Dobbiamo guardarci dentro a questa storia maledetta e dobbiamo capire cosa sta accadendo.

Ma per farlo non possiamo ragionare in astratto: dobbiamo stare con i piedi per terra, quella terra, quella terribile e meravigliosa terra d’Israele e Palestina. E se stiamo lì vediamo benissimo come stanno le cose: Hamas sta vincendo. Non nettamente, ma sta vincendo. Provo a spiegare perché in cinque punti.

Primo: sta vincendo sul campo di battaglia, perché può permettersi migliaia di morti (anzi li cerca e li provoca), saranno il serbatoio della rabbia futura capace di esplodere con ancora maggior forza tra qualche tempo.

Secondo: sta vincendo sul piano militare perché l’invasione via terra della striscia di Gaza è una follia operativa e se verrà messa in campo si rivelerà un autogol (infatti il ripensamento è in corso, meno male), perché gli eserciti servono per combattere altri eserciti ma non funzionano più di tanto contro le popolazioni e perché Israele non può tenere 300.000 riservisti mobilitati all’infinito: hanno famiglie, lavori, vita privata.

Terzo: sta vincendo sul piano politico perché l’arrivo di Joe Biden è importante per Israele (e per la comunità ebraica americana) ma evidenzia un punto a mio avviso pericolosissimo: così passa il messaggio che il problema palestinese è “roba nostra” di europei e americani, il tutto mentre Vladimir Putin e Xi Jinping si fanno i fatti loro e i Paesi islamici si girano dall’altra parte (perché questo è esattamente quello che stanno facendo). Per non parlare poi del terremoto che avrà la politica interna israeliana: basta aspettare qualche mese.

Quarto: sta vincendo sul piano diplomatico, perché il processo di avvicinamento tra Arabia Saudita e Israele (la più grande novità degli ultimi trent’anni) è fortemente a rischio, tanto è vero che proprio in queste ore (ieri) è stato a Jeddah il ministro degli Esteri dell’Iran Hossein Amir-Abdollahian. È chiaro cosa vuol dire?

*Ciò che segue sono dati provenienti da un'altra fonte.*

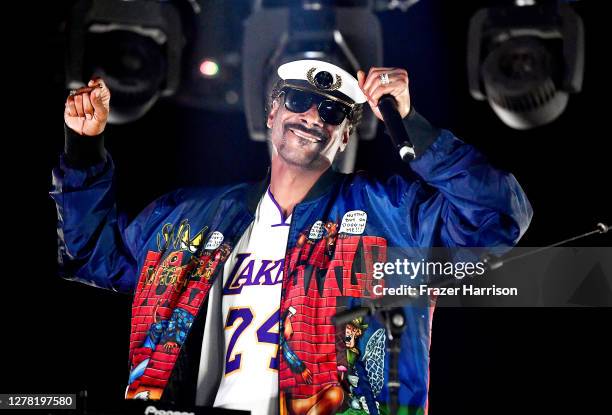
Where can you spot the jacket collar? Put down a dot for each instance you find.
(321, 186)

Quinto: sta vincendo sul piano dell’intelligence, perché ha dimostrato che può colpire in modo devastante Israele (nessuno l’avrebbe immaginato). E se è vero che la reazione israeliana sta assestando duri colpi all’organizzazione a Gaza è altrettanto vero che tutte le figure di vertice di Hamas vivono ben protette all’estero, ospitate con tutti gli onori in diversi Paesi (Qatar in testa). Quindi perfettamente in grado di agire, oggi come domani.

Potremmo continuare, guardando per quello che sono le manifestazioni pro-Palestina nelle nostre città (con parole inaccettabili pronunciate nella libera piazza) o la ripresa degli attentati di cosiddetti “lupi solitari”, che tali non sono (e chi ci crede è scemo o pazzo). Sottovalutare Hamas e la sua capacità di sfruttare le nostre debolezze e la nostra voglia di vita tranquilla è una follia.

Non siamo attrezzati davvero per una battaglia come questa, ci fa schifo l’odore della morte. Per loro non è così.